Vestiges

Vestiges

          Gris. Seule couleur que le miroir reflète; une couleur inexistante, mélange du tout et du rien. Le teint blafard, les yeux pochés, Tommy se découvre des airs de mort-vivant. Il espère que le rasage le changera un peu. Son corps malingre cadre mal avec ses quarante ans. Son dos voûté lui donne l'impression qu’il a porté le poids de la vie et aussi celui de la mort.

            Seul. C’est vrai que seul, tout est plus lourd. Pour la première fois dans sa pathétique existence, Tommy prend conscience de la solitude. Il étend la crème à raser. Non qu'il ait été particulièrement antipathique ou asocial, au contraire. Il réussissait toujours à attirer l’attention sur lui. Celle des femmes surtout. Tommy a toujours apprécié la compagnie des femmes, de leurs corps aussi. Premier coup de lame. Il faut dire que la nature l’a doté d’atouts physiques non négligeables. Du moins, à en croire le grand nombre de rencontres féminines : Judith, Sophie, Maryse, l’équipe de meneuses de claques de l’Université… Il maîtrisait si bien l'art de la séduction. Laurie avait la peau douce, Valérie était portée sur la chose et Lili se montrait si flexible… Comment diable jurer fidélité à une seule d’entre elles?

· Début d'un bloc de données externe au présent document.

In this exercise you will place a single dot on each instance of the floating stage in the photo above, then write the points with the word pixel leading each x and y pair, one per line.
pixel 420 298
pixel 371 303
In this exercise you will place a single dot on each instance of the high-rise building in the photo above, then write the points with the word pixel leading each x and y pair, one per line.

           Reflet. Le miroir de Tommy lui montre des traits tirés, des yeux lugubres et une sombre aura. Les prouesses d'aujourd’hui n’ont rien à voir avec celles d’autrefois. Les années ont trahi et dévasté son corps. Le moral n'y a pas échappé. Tout ce qu’il lui reste, ce sont ces souvenirs d’une jeunesse effrénée et éphémère. Des souvenirs emmêlés et entassés dans une bulle au seuil de l’éclatement. Une bulle pleine de ces « ex ». Des images d'anciennes conquêtes s'empilent comme des cadavres dans sa tête : les jambes de Judith, la tête de Maryse, les doigts de Valérie.

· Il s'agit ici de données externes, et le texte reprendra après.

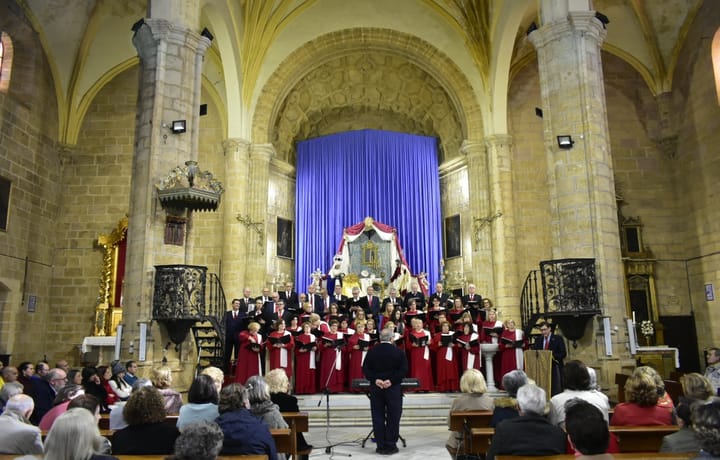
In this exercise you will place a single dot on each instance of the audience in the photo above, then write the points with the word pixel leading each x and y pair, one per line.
pixel 279 387
pixel 75 435
pixel 506 407
pixel 261 406
pixel 202 403
pixel 162 380
pixel 198 441
pixel 576 384
pixel 473 397
pixel 641 408
pixel 706 422
pixel 587 429
pixel 18 435
pixel 244 433
pixel 147 432
pixel 531 433
pixel 60 404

          Doute. S'agit-il de la crise de la quarantaine? En ce qui le concerne, le démon du midi l'a plutôt assailli dans ses jeunes années.

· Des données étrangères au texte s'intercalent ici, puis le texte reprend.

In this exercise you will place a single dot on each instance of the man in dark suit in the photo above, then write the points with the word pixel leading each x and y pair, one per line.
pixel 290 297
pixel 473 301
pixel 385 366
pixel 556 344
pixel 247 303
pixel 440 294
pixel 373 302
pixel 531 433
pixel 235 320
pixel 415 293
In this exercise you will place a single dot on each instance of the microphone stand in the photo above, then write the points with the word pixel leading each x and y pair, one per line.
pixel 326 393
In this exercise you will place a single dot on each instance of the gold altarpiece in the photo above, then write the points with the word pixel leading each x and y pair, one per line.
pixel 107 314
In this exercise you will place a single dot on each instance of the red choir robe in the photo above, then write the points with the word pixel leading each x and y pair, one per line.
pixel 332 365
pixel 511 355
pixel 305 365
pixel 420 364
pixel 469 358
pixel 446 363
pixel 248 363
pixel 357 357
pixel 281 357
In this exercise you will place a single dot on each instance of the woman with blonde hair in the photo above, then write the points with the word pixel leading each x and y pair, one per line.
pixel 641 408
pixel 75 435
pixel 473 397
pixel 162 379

« J’ai peur de mourir seul. »  

Tommy sursaute. Malgré lui, il a pensé tout haut. Un ricanement sec remonte le long de son œsophage, contracte sa gorge.

« Ça explique bien des choses. »

Un rictus mi-amer aux lèvres, il passe une dernière fois la lame aiguisée sur la peau de son visage. Après-rasage, gel dans les cheveux, chemise blanche, un jean ajusté et le tour est joué. Juste avant son départ, Tommy jette un coup d’œil au sous-sol. Des vêtements traînent pêle-mêle et des outils sont éparpillés comme les morceaux d’un casse-tête. Il s’en occupera demain. Pour l’instant, il faut partir, mais avant, un rituel porte-bonheur. Il sort de la maison et marche en direction de l’étang clôturé, caché par de grands saules lugubres. Il ouvre le portillon, s’avance et se penche au-dessus de l’eau cristalline.

« Heureusement que vous êtes là pour me tenir compagnie. Je vous ramènerai une amie, c'est promis! Qui sait? Peut-être deux, si tout va bien… »

            Il se sent soudainement mieux, comme rafraîchi. C’est étonnant comme quelques coups de rasoir changent un homme. Il jette un dernier regard satisfait aux corps dépecés tapissant le fond du petit lac. Il referme le grillage, laissant derrière lui de jeunes compagnes poisseuses et évanescentes.